185 Views Asked by At

My logs look like this: client_id;event_1;event_2;event3

And i would like to get an SQL Table like this:

 client_id |   event
 ---------------------
    ...    |  event_1
    ...    |  event_2
    ...    |  event_3

I am new to Hive, it seems to me that one log line always provides one entry in the resulting SQL table. I tried the following (unsuccessful):

CREATE EXTERNAL TABLE IF NOT EXISTS tablename (
         client_id String,
         `event` String
)
ROW FORMAT SERDE 'org.apache.hadoop.hive.serde2.RegexSerDe'
WITH SERDEPROPERTIES (
         "input.regex" = "^([^\;]+);.*([^\;]+).*$" )
LOCATION 's3://myBucket/prefix/';

It takes only the first event and ignore the others...

1

There are 1 best solutions below

3
leftjoin On BEST ANSWER

Unfortunately, it is not possible to generate rows using SerDe in table DDL. It's possible to do the same in Hive.

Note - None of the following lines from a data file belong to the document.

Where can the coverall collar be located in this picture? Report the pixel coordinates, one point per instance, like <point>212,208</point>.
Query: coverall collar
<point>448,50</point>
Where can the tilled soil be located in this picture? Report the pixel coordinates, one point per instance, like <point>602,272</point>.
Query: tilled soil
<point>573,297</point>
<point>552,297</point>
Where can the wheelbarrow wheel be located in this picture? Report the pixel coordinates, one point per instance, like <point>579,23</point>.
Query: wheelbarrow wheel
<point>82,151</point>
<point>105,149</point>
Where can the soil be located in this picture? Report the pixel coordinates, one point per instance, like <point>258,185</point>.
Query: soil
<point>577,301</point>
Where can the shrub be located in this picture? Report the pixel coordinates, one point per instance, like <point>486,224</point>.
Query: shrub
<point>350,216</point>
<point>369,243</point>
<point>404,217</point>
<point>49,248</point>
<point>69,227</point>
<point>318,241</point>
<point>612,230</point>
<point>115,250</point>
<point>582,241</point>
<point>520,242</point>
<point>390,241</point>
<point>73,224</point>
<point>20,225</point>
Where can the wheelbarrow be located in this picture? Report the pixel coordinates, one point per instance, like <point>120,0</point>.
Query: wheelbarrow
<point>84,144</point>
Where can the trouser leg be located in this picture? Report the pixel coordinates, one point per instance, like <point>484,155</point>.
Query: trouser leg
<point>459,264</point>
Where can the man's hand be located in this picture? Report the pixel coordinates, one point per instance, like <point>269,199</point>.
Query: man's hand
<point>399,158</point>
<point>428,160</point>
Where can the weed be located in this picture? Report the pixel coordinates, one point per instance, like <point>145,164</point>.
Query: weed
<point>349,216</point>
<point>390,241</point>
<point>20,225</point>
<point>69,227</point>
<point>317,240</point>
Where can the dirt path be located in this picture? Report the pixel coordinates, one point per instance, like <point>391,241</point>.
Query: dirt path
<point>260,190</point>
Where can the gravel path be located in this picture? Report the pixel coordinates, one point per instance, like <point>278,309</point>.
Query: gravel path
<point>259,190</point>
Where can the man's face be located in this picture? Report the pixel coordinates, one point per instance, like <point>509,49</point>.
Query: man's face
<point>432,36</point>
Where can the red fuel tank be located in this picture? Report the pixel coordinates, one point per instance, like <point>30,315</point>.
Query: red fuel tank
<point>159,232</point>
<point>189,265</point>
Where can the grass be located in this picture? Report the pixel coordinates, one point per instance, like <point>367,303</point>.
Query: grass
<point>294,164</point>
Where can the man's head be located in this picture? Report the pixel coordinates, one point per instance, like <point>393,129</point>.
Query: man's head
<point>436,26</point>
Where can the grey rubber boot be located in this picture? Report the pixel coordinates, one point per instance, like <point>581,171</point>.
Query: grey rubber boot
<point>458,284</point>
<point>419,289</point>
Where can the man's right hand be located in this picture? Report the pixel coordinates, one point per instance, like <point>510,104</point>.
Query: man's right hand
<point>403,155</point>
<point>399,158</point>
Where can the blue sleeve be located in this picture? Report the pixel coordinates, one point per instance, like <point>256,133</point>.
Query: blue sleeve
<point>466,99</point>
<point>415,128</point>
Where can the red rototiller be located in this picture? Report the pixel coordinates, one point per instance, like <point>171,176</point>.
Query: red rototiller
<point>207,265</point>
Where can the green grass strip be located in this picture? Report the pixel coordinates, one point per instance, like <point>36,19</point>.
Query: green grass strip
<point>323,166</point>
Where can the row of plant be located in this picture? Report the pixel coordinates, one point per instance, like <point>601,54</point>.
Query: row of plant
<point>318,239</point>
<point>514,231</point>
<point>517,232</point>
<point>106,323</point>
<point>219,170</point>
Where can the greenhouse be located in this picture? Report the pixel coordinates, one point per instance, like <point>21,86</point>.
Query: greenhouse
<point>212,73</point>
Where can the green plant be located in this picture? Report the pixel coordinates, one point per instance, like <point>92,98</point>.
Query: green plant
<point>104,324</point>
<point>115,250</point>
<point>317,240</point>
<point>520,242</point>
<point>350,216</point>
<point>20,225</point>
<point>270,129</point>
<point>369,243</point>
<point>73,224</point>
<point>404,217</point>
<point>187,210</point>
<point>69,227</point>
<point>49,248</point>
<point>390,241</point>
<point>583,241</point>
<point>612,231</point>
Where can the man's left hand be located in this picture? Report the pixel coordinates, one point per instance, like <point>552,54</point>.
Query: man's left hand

(1) Read all user events as a single column:

CREATE EXTERNAL TABLE IF NOT EXISTS tablename (
         client_id String,
         events    String
)
ROW FORMAT SERDE 'org.apache.hadoop.hive.serde2.RegexSerDe'
WITH SERDEPROPERTIES (
 "input.regex" = "^([^\\;]+)\\;(.*)$" )
LOCATION 's3://myBucket/prefix/';

Check, it should read two columns, user_id and all events concatenated:

'client_id' and 'event_1;event_2;event3'

(2) Split events and explode to generate rows:

 select t.user_id, e.event
   from tablename t
        lateral view outer explode(split(t.events,'\\;')) e as event;

Read also about Lateral View.

In Athena use UNNEST with CROSS JOIN:

select t.user_id, e.event
       from tablename t
       CROSS JOIN UNNEST(SPLIT(t.events,';')) AS e (event)